Trotzdem sind nicht alle solidarisch, sonst wären die Infektionszahlen nicht auf einem so hohen Niveau. Die grausamste unsolidarische Entwicklung ist die Art und Weise, wie wir an den Rändern Europas Menschen in Zelten, Dreck und Kälte sich selbst überlassen. Das ist beschämend. Europa sollte den Friedensnobelpreis zurückgeben.
Wir haben in unseren Ländern ein massives Empathie- und Bildungsproblem. Wiederholt habe ich mit Maskenverweigerern und "Coronagegnern" diskutiert (ich bin übrigens auch gegen Corona, nur anders), und mir ist aufgefallen, dass eine große Menge Trotz aus ihnen spricht. Nein, nein, ich esse meine Suppe nicht, schrie der Suppenkasper, und stampfte mit dem Fuß auf den Boden.

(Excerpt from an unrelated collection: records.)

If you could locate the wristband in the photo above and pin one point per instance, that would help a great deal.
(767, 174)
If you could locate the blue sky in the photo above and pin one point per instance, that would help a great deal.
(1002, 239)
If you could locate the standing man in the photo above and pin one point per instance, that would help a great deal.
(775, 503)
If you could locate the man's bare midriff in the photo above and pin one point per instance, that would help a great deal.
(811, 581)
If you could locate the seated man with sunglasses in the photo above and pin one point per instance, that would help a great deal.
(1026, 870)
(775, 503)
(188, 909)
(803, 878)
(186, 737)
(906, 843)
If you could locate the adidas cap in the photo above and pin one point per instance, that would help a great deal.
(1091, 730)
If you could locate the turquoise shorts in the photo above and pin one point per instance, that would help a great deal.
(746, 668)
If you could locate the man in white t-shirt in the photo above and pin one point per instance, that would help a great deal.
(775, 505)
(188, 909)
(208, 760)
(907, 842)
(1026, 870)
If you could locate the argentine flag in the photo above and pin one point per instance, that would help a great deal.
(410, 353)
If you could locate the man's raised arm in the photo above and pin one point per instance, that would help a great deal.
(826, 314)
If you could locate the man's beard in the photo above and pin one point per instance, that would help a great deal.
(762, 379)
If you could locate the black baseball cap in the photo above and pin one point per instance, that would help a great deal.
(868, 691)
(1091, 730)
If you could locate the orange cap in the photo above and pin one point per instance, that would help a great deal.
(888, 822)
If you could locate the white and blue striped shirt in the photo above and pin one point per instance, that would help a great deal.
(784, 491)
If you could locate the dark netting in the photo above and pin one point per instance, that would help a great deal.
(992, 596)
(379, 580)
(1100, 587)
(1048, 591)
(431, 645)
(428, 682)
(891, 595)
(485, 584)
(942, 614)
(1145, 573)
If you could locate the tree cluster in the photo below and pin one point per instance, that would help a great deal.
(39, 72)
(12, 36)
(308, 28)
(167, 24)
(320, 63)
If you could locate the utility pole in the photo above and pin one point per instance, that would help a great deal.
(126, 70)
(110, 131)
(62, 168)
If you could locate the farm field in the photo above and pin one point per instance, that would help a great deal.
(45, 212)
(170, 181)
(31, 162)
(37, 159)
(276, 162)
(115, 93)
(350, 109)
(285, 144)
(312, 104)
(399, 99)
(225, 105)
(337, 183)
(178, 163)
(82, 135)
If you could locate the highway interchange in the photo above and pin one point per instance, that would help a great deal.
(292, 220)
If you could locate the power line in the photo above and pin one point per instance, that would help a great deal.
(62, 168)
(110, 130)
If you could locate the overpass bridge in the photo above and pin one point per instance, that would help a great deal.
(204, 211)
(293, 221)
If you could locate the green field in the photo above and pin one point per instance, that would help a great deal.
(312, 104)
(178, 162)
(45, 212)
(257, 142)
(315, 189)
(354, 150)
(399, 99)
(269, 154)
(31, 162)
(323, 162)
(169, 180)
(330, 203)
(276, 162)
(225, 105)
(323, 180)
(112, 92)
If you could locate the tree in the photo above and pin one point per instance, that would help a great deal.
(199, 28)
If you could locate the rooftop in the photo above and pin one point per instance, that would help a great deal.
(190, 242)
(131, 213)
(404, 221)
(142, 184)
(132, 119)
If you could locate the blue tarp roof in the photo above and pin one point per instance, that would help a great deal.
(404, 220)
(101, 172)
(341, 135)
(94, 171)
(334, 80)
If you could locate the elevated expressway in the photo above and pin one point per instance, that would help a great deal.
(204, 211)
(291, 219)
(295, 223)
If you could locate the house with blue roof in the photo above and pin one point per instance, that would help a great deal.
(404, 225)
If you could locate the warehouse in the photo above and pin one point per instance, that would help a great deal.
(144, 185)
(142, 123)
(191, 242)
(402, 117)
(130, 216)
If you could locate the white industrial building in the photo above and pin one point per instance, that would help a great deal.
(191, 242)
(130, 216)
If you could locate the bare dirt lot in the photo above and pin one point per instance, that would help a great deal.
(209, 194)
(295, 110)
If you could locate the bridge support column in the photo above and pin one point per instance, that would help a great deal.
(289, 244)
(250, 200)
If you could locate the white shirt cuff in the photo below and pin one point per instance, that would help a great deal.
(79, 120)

Auf den Trotzimpuls folgt ein kruder Mischmasch aus Halbwahrheiten und Selbstbeobachtetem, aus impliziter Anschuldigung, man werde mit seinen Wahrnehmungen nicht beachtet — "Ich komm' gut rum und kenne keinen, der mehr als zwei Tage Schnupfen hatte" —, aus Verdrängung und Ausblendung und Umdichtung — "ja, die Oma im Nachbarhaus, sie war aber schon alt" —, woran auch dann noch festgehalten wird, wenn sich auf Nachfragen herausstellt, dass die Oma erst letztes Jahr in Rente gegangen ist. (Im Nebensatz: "der Staat schleppt so viele Alte rum, Corona erleichtert ja die Rentenkassen, wobei die Oma im Hinterhaus erst letztes ...")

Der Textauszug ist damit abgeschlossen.